4 Mayıs 2023 Perşembe

Sekülerleşme

 


                                            SEKÜLERLEŞME
 

Eskiden camiye, cumaya gidiyorum diye, en azından haftada bir gün yaptıkları ibadetin hatırına, devam eden haftada günahlardan uzak durmaya gayret eden genç ve orta yaşlı bir kesim vardı. Şimdilerde ise “nasılsa cumaya gidiyorum, nasılsa Ramazan ayında oruç tutuyorum” diye, kalan zamanlarda her türlü mel’aneti işlemeye meyilli insanlar çoğunluktaysa, orada sekülerleşme çoktan başlamış demektir.

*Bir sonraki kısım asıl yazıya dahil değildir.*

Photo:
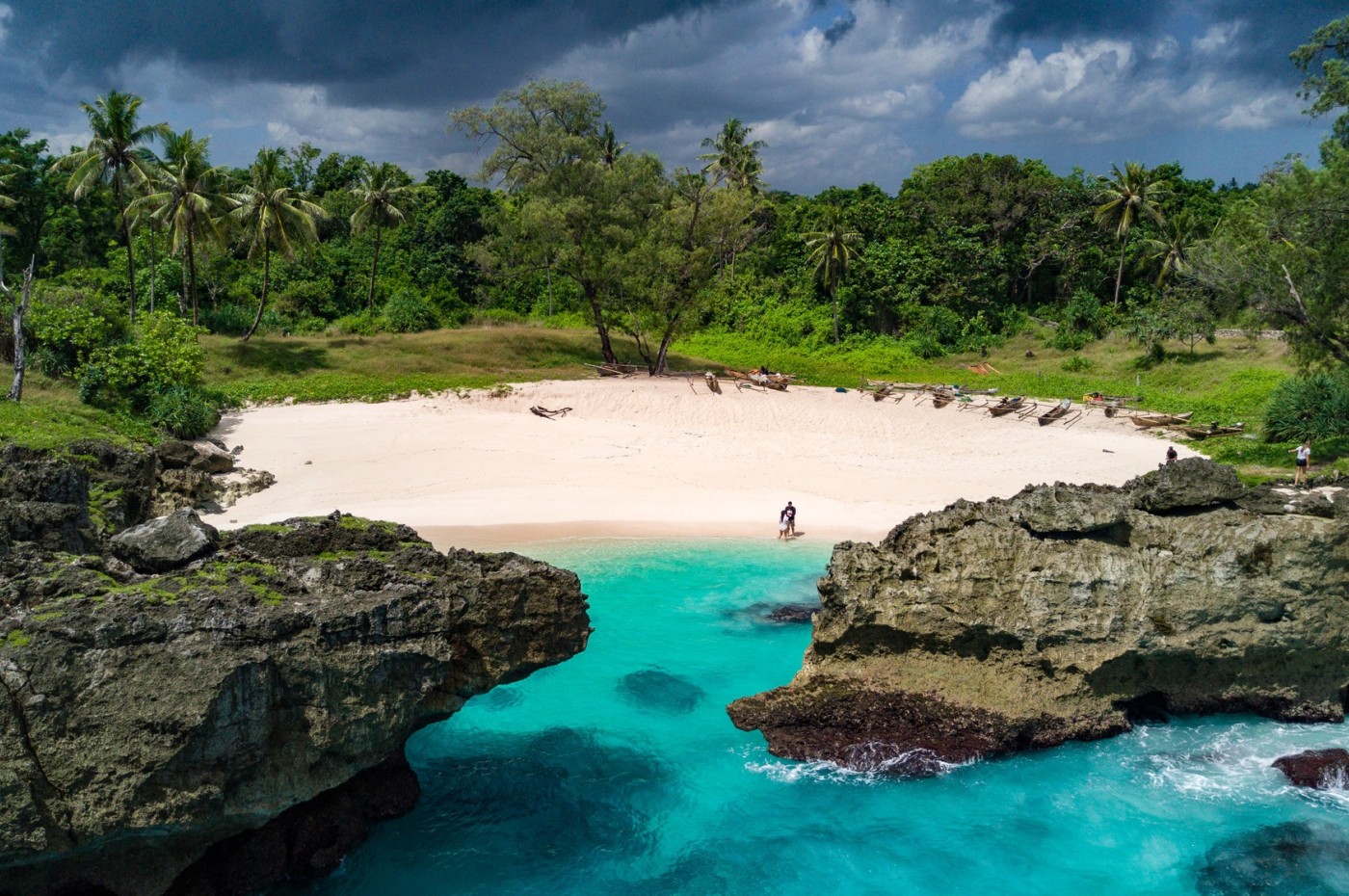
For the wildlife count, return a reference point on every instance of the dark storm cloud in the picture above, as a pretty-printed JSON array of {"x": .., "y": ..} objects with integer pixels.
[{"x": 401, "y": 53}]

İpini, dinî yaşamın bir yerine iliştirip, varacağı limanı işaretleyerek, kirli dünyanın kabarıp köpüren denizlerine rahatça yelken açıp, oynak dalgalar arasında dans eden insanoğlu, seküler yaşadığının farkında mıdır?

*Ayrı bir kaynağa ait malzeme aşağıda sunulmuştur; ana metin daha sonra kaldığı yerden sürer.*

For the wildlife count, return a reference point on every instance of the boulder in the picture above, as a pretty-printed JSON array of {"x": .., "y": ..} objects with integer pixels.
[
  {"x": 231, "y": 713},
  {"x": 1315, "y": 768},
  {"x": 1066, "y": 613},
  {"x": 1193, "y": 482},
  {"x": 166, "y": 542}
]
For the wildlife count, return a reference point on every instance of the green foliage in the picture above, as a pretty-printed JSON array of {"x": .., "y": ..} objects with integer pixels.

Din, eğer bütün unsurlarıyla, hayattan çekilmeye başlamışsa ve artık hayata yön vermiyorsa orada sekülerleşme başlamıştır. En güncel meselelerden, en kritik kararlara kadar din, eğer ki bir referans kaynağı değilse artık, o zaman insan sekülerizmin sularında yüzmeye başlamış sayılır.

Giyim- kuşamdan, muamelata; örf ve adetlerden, ticari faaliyetlere kadar her hususta belirleyici ve yol gösterici bir kılavuz olması gereken din; demode, çağdışı, sürdürülemez ve yaşama entegre edilemez bir pozisyona düşürülmüşse, artık seküler bir yaşam tarzı, bütün fakülteleriyle hayata hâkim demektir.

Elde kalan; kimisi için, bir gruba dahil olmanın sembolü, kimisi için siyasal veya sosyolojik bir dayanak unsuru olarak din, dindarlık mevhumunu yeniden tanımlayacak kadar yetkili bir hüviyete bürünmüş ve yan gözle bakanlara da maalesef menfi bakımdan pirim verecek bir konuma getirilmiştir.

Varlık sebebimiz olan kulluk ve bunu bütün unsurlarıyla kuşatan din mevhumu dünyevi işlere, tutumlara, ideolojilere alet edilirse, hayat yolundaki belirleyici, yol gösterici bir kılavuz olma vasfını yitirir. İşte tam da burada, kılavuzluğu başka ellere, ideolojilere, tutumlara, tarzlara kaptıran inançlar manzumesi olan din, hayata hayat olma ehliyetini de yitirmiş olur.